If it really bother syou I would just come out & asker. say to her "are you okay is there something wrong. I was just wondering because you sren't talking to me" ask her point blank nyou can't tell her what happened with your boss but if she tells you he said something to her just say I don't know what you are talking about ."
go for it Shilpa, I will give you lessons on how to say what you want NEVER keep your feelings inside let it all out you will feel better.
Hugs Susan

tammypa
on 3/10/09 12:13 am - Philadelphia, PA
Bravo!
Shannon O.
on 3/10/09 4:50 am - Reading, PA
Men deal with stuff differently... so the hubby could be right... but the others have pointed out good things too...

Me, personally... I would ask her out to lunch and just talk... if she doesn't want to... then blow her off and ignore them... but at least you had tried...

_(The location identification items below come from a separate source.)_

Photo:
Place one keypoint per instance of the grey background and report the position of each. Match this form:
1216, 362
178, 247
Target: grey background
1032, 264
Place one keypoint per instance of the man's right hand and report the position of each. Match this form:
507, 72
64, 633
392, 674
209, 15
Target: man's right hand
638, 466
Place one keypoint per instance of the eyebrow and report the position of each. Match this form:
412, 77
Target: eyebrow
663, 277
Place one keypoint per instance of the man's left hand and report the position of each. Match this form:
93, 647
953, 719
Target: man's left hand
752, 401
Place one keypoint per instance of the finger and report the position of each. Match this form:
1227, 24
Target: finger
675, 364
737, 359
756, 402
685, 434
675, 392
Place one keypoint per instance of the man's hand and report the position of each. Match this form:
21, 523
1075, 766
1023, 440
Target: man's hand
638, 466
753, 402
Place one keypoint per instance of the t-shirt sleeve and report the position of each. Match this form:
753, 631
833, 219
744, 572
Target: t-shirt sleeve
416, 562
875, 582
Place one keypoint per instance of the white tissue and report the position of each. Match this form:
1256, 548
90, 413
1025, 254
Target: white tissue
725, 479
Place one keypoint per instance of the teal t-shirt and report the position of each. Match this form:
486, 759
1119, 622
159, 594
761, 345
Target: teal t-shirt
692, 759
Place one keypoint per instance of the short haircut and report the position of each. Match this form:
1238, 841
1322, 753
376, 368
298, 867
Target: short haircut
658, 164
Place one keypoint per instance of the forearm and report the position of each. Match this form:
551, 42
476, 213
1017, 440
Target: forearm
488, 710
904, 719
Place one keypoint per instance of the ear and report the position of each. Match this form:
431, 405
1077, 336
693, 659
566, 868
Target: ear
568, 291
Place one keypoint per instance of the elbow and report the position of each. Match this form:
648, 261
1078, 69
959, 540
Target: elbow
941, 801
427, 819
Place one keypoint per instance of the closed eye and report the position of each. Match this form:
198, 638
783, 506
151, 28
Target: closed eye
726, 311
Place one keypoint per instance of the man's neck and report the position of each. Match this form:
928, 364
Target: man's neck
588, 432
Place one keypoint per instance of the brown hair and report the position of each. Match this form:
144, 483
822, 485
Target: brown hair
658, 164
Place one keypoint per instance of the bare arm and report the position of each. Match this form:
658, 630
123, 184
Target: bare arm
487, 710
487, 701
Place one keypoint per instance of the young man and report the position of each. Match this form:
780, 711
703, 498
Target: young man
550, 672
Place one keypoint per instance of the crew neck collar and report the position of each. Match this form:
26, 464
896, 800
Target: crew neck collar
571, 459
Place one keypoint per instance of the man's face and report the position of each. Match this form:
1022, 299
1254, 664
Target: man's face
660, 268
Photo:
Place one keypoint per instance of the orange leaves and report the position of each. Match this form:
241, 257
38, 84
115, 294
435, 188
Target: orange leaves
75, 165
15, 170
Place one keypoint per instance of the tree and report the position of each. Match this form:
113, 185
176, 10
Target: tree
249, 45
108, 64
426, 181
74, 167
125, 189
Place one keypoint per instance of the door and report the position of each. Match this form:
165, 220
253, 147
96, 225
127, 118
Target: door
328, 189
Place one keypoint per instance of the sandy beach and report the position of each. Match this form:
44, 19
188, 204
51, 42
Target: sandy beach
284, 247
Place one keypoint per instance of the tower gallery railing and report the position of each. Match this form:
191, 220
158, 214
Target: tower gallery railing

But, I don't think your boss should be acting like a 2 year old... what a dork!



LindaScrip
on 3/10/09 9:06 am
I am sorry you are going thru this and I agree with Susan but I think that this is a situation that needs to be brought to HR's attention because now your boss has put you in a very bad situation and thats not right either. I would either talk to her and tell her but you;re damned it you do and damed if you don't because she is liable to go off on the boss and then where would that leave you? Its a HR situation in my opinion . My husband would say the same but I don't listen because I have to work with these people and in my opinion I spent more time with them then I do at home in my waking hours. But by the same token they are your co-workers not your friends and you still want a comfortable working enviorment but I have a feeling you are not the only one she complains to or else your boss wouldn't wonder what she may have said you you about him. Hopefully I am making sense.
HopefulFuture
on 3/11/09 10:57 pm - Boston, MA
Hi Shilpa, 

I'm really sorry you are going through this right now at work -- that must be so uncomfortable :(  Just know that you did nothing wrong in all this.  It might not hurt to talk to her about it though...just to clear the air.  I agree with what the others have posted also.  Just wanted to offer you my support and to let you know I am thinking of you.  Hope the situation gets better for you really soon. 

Lisa :) 
 
SPatel4
on 3/11/09 11:03 pm - Levittown, PA
Lisa,
Thank You so much for you kind words. I am thinking about asking her to lunch today something tells me she is so hurt she will turn me down. But if nothing else I am persistent. LOL. How are you doing??

 
-Shilpa

People comment on my over 100 pound weight loss and attribute it to my WILLpower, but it is my WANTpower: I WANT to be thin and healthy more than anything else! 

 

HopefulFuture
on 3/11/09 11:10 pm - Boston, MA
Hi Shilpa,

You are very welcome!  I think asking her to lunch is an excellent idea...maybe when you ask her, let her know you'd like to talk with her about something so she knows it's kinda important...yes, you are definitely persistent, which is a good thing ;)  Let us know what happens.  I am doing pretty well -- thank you for asking :)

Lisa :)  
 
SPatel4
on 3/11/09 11:17 pm - Levittown, PA
Thanks Lisa I will definately let you know how this whole situation pans out. Good to hear you are okay. I did miss you at the Saturday meeting. Take Care :)

 
-Shilpa

People comment on my over 100 pound weight loss and attribute it to my WILLpower, but it is my WANTpower: I WANT to be thin and healthy more than anything else!